“This is the kind of rhetoric Democrats have been afraid to voice for decades,” said Carter.

“The headache is part of the design: means-tested programs are designed to cut public spending by dropping people from the rolls on technicalities or intimidating them into giving up.”
—Meagan Day, Jacobin

Meagan Day, staff writer for Jacobin and outspoken Sanders supporter, said “Bernie’s right, means-tested social programs mean miles of red tape and people are sick of it”.

“But the headache is part of the design: means-tested programs are designed to cut public spending by dropping people from the rolls on technicalities or intimidating them into giving up,” Day tweeted.

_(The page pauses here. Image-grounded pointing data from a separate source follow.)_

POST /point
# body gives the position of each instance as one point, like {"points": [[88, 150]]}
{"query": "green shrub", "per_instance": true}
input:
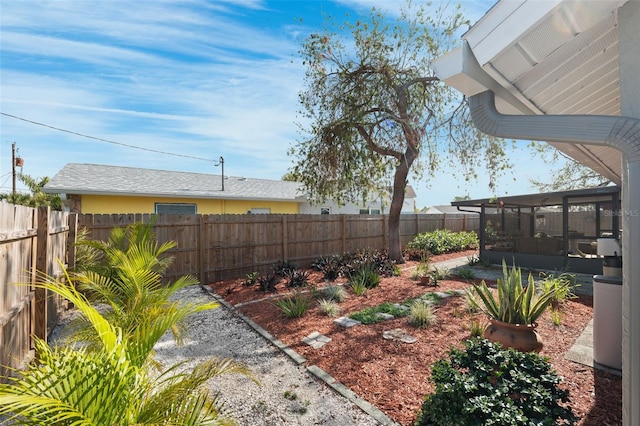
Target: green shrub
{"points": [[561, 286], [283, 268], [378, 260], [358, 287], [294, 306], [251, 279], [267, 283], [297, 278], [366, 275], [329, 307], [487, 385], [444, 241], [336, 293]]}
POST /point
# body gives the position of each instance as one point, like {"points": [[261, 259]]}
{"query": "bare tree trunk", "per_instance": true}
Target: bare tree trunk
{"points": [[397, 201]]}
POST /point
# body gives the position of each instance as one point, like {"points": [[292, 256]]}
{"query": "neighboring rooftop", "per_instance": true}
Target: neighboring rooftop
{"points": [[99, 179]]}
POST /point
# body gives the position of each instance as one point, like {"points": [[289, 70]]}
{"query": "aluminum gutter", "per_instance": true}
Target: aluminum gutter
{"points": [[622, 133]]}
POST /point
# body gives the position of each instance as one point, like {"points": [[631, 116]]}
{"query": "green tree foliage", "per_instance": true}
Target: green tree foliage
{"points": [[36, 198], [373, 110]]}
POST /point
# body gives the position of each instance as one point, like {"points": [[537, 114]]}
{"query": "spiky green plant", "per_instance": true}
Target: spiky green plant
{"points": [[421, 314], [294, 306], [329, 307], [515, 303], [112, 383], [335, 292]]}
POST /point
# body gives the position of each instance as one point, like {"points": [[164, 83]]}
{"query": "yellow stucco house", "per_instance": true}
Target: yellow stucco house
{"points": [[106, 189]]}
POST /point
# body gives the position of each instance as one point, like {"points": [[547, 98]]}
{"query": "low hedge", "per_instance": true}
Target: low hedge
{"points": [[444, 241]]}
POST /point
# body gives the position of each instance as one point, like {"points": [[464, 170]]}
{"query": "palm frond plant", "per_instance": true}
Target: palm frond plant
{"points": [[128, 279], [112, 383]]}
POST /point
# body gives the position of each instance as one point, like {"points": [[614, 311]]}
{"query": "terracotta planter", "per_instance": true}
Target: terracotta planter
{"points": [[517, 336]]}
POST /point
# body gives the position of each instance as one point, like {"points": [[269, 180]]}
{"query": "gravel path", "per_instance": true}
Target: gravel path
{"points": [[288, 395]]}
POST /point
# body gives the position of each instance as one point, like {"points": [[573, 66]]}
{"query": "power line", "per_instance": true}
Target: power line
{"points": [[105, 140]]}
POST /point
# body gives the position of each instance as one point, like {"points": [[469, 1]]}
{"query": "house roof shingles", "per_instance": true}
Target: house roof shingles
{"points": [[86, 179]]}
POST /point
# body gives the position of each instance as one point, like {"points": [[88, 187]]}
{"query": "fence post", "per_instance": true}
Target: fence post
{"points": [[285, 239], [42, 256], [72, 235], [385, 236], [344, 233], [200, 244]]}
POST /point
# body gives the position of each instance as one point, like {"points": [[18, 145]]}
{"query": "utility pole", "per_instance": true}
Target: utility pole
{"points": [[221, 164], [13, 166], [15, 161]]}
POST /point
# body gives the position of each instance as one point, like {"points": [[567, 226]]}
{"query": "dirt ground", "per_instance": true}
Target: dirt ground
{"points": [[394, 376]]}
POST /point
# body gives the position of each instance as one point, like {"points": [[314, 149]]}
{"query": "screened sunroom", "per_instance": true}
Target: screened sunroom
{"points": [[553, 231]]}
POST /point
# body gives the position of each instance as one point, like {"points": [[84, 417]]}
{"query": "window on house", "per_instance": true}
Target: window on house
{"points": [[176, 208], [260, 211]]}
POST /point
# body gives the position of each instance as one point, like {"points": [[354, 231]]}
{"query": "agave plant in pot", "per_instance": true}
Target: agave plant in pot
{"points": [[514, 312]]}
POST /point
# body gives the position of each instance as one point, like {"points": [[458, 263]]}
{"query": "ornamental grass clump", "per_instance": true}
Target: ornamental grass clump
{"points": [[294, 306], [422, 314], [515, 303]]}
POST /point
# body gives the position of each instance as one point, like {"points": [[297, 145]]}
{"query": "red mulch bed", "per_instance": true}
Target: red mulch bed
{"points": [[394, 376]]}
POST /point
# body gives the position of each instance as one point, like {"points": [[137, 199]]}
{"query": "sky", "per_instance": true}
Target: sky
{"points": [[176, 85]]}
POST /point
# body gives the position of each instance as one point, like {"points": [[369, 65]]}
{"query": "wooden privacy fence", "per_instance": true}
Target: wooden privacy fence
{"points": [[217, 247], [30, 240]]}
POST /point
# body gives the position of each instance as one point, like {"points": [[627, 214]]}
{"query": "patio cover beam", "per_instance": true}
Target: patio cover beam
{"points": [[622, 133]]}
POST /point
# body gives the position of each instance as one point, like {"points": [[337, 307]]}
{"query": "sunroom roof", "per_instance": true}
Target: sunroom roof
{"points": [[541, 199]]}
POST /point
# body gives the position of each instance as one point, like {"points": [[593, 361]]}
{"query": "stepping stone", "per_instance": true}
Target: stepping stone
{"points": [[384, 315], [316, 340], [346, 322], [403, 307], [398, 334]]}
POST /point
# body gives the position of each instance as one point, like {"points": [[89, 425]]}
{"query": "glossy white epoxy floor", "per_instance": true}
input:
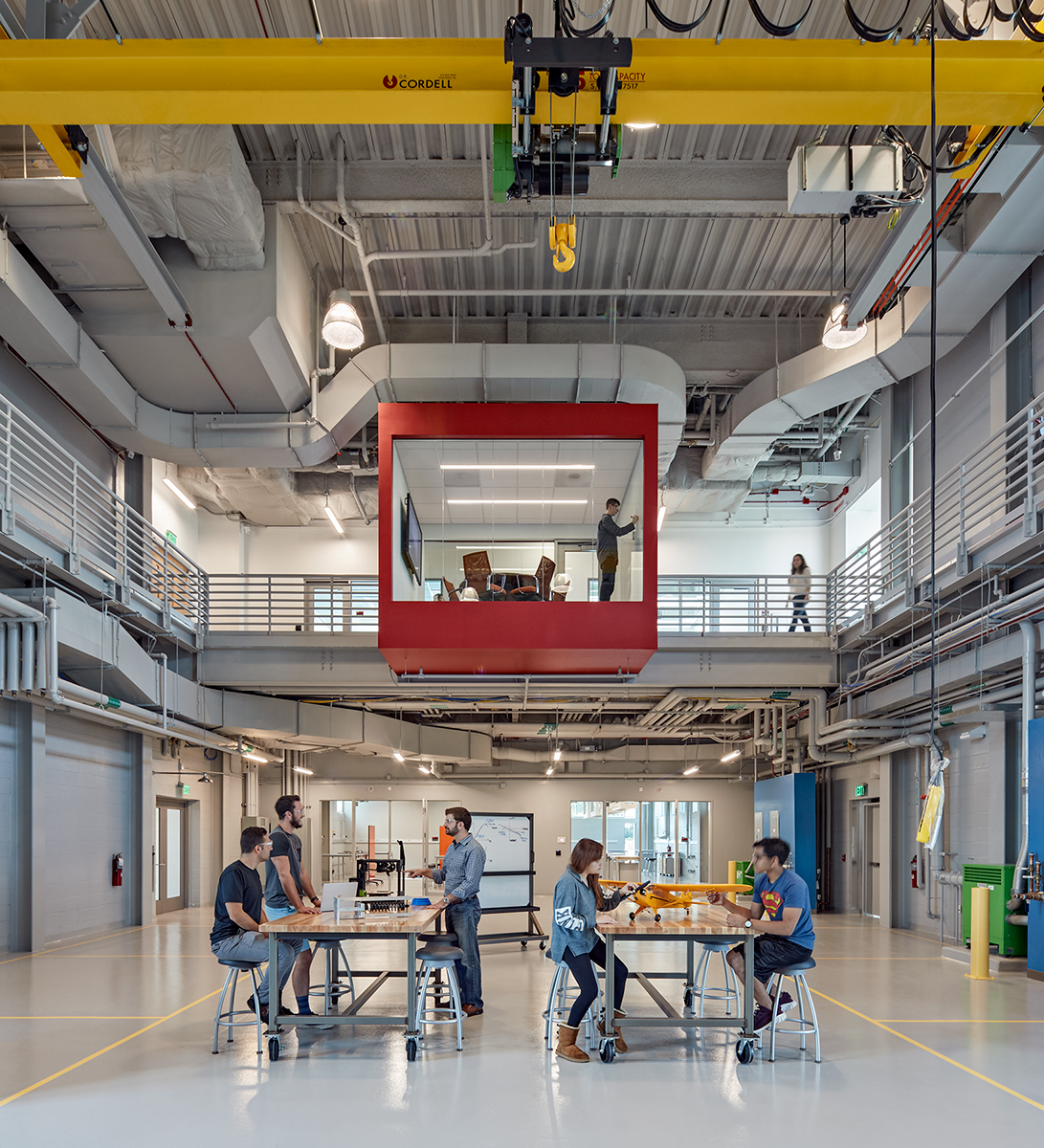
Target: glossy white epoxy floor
{"points": [[914, 1053]]}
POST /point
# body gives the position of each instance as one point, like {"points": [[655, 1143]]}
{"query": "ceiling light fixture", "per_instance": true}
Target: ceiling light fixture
{"points": [[516, 466], [835, 334], [516, 502], [342, 325], [172, 486], [328, 511]]}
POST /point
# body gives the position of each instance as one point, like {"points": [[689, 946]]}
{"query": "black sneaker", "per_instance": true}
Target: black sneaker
{"points": [[264, 1009], [763, 1017], [787, 1003]]}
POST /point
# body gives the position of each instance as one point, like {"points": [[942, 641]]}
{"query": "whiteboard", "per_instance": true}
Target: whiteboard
{"points": [[505, 839]]}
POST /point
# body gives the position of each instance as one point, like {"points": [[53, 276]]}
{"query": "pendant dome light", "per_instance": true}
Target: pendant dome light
{"points": [[342, 325]]}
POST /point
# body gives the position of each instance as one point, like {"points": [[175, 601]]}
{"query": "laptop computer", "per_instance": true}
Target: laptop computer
{"points": [[345, 890]]}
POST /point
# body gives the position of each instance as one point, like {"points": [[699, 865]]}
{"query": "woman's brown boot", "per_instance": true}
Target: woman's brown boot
{"points": [[567, 1045]]}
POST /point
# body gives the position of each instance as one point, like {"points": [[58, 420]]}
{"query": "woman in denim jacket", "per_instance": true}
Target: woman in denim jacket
{"points": [[578, 901]]}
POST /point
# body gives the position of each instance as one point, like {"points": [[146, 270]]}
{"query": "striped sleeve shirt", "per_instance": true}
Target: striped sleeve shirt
{"points": [[462, 870]]}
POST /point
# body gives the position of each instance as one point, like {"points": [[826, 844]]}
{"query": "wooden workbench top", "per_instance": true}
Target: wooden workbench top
{"points": [[700, 919], [417, 921]]}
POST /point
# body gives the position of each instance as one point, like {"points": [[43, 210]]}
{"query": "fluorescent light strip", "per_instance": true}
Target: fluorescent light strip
{"points": [[516, 502], [333, 519], [517, 466], [172, 486]]}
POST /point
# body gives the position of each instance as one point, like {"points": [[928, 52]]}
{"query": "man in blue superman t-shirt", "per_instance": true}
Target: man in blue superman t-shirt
{"points": [[780, 913]]}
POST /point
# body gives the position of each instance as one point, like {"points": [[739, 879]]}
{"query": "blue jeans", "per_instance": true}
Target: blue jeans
{"points": [[799, 613], [463, 919]]}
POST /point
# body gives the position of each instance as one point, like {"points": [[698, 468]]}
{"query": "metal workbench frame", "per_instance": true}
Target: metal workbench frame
{"points": [[350, 1015], [672, 1019]]}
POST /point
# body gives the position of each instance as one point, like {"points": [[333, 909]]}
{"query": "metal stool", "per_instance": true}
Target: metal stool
{"points": [[331, 988], [799, 1027], [228, 1020], [437, 958], [727, 994], [560, 1004]]}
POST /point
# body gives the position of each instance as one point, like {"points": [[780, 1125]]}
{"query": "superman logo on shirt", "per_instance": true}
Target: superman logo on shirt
{"points": [[773, 905]]}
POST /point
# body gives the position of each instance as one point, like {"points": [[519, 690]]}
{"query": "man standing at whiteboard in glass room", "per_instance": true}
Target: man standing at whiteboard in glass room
{"points": [[462, 871], [609, 556]]}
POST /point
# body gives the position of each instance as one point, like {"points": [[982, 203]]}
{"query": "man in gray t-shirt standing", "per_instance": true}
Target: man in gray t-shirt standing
{"points": [[609, 556], [287, 883]]}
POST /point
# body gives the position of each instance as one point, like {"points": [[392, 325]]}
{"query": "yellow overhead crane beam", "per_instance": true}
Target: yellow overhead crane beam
{"points": [[466, 81]]}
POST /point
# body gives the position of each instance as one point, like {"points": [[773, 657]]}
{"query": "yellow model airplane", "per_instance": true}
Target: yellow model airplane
{"points": [[670, 895]]}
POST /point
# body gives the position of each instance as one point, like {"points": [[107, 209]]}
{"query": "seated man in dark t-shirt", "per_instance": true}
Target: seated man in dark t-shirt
{"points": [[785, 936], [239, 913]]}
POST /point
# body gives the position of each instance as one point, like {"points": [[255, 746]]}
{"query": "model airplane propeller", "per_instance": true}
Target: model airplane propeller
{"points": [[658, 895]]}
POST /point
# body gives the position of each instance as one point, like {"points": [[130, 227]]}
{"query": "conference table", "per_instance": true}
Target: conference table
{"points": [[372, 925], [701, 922]]}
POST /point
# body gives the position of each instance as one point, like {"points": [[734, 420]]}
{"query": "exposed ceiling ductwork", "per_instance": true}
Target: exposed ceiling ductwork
{"points": [[190, 182]]}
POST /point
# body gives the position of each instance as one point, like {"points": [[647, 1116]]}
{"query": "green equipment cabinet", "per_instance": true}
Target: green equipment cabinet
{"points": [[998, 878]]}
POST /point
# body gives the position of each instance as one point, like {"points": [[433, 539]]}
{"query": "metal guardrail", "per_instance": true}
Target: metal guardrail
{"points": [[992, 497], [328, 604], [292, 603], [53, 503], [704, 606]]}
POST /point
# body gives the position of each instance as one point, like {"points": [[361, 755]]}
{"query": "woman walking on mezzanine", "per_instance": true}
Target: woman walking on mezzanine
{"points": [[799, 588]]}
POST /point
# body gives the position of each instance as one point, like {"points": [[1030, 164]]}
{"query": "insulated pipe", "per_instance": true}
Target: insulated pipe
{"points": [[11, 678], [29, 632], [1029, 682]]}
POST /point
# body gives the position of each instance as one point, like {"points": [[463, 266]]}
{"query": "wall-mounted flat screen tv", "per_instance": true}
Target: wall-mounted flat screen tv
{"points": [[412, 540]]}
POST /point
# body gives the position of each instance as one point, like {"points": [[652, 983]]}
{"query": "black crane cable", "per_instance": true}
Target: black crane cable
{"points": [[874, 34], [779, 29], [673, 26]]}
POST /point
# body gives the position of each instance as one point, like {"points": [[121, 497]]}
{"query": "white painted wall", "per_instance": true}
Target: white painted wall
{"points": [[721, 549]]}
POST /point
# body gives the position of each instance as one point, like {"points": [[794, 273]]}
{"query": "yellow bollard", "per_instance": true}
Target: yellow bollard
{"points": [[980, 935]]}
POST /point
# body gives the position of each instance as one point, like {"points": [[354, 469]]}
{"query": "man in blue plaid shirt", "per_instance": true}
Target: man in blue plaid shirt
{"points": [[460, 872]]}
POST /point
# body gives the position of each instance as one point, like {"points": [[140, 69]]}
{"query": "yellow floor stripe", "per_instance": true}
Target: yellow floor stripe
{"points": [[958, 1021], [108, 1049], [924, 1049], [91, 940]]}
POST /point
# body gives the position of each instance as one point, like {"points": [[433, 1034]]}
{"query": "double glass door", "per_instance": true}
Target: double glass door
{"points": [[169, 856]]}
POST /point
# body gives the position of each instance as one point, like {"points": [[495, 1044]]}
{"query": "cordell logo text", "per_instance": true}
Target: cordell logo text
{"points": [[422, 85]]}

After addressing attacks on the idea of tuition-free public college, Sanders also defended Medicare for All from former Vice President Joe Biden, who attacked the proposal as “unrealistic” and touted his public option alternative that—by his campaign’s own admission—would leave millions of people uninsured.

“The average worker in America, their family makes $60,000 a year. That family is now paying $12,000 a year for healthcare,” said Sanders. “Under Medicare for all, that family will be paying $1,200 a year, because we’re eliminating the profiteering of the drug companies and the insurance companies and ending this byzantine and complex administration of thousands of separate healthcare plans.”

When Biden responded that Medicare for All would raise taxes, Sanders said “that’s right, we are going to increase personal taxes.”

“But we’re eliminating premiums, we’re eliminating co-payments, we’re eliminating deductibles, we’re eliminating all out-of-pocket expenses, and no family in America will spend more than $200 a year on prescription drugs,” said the Vermont senator.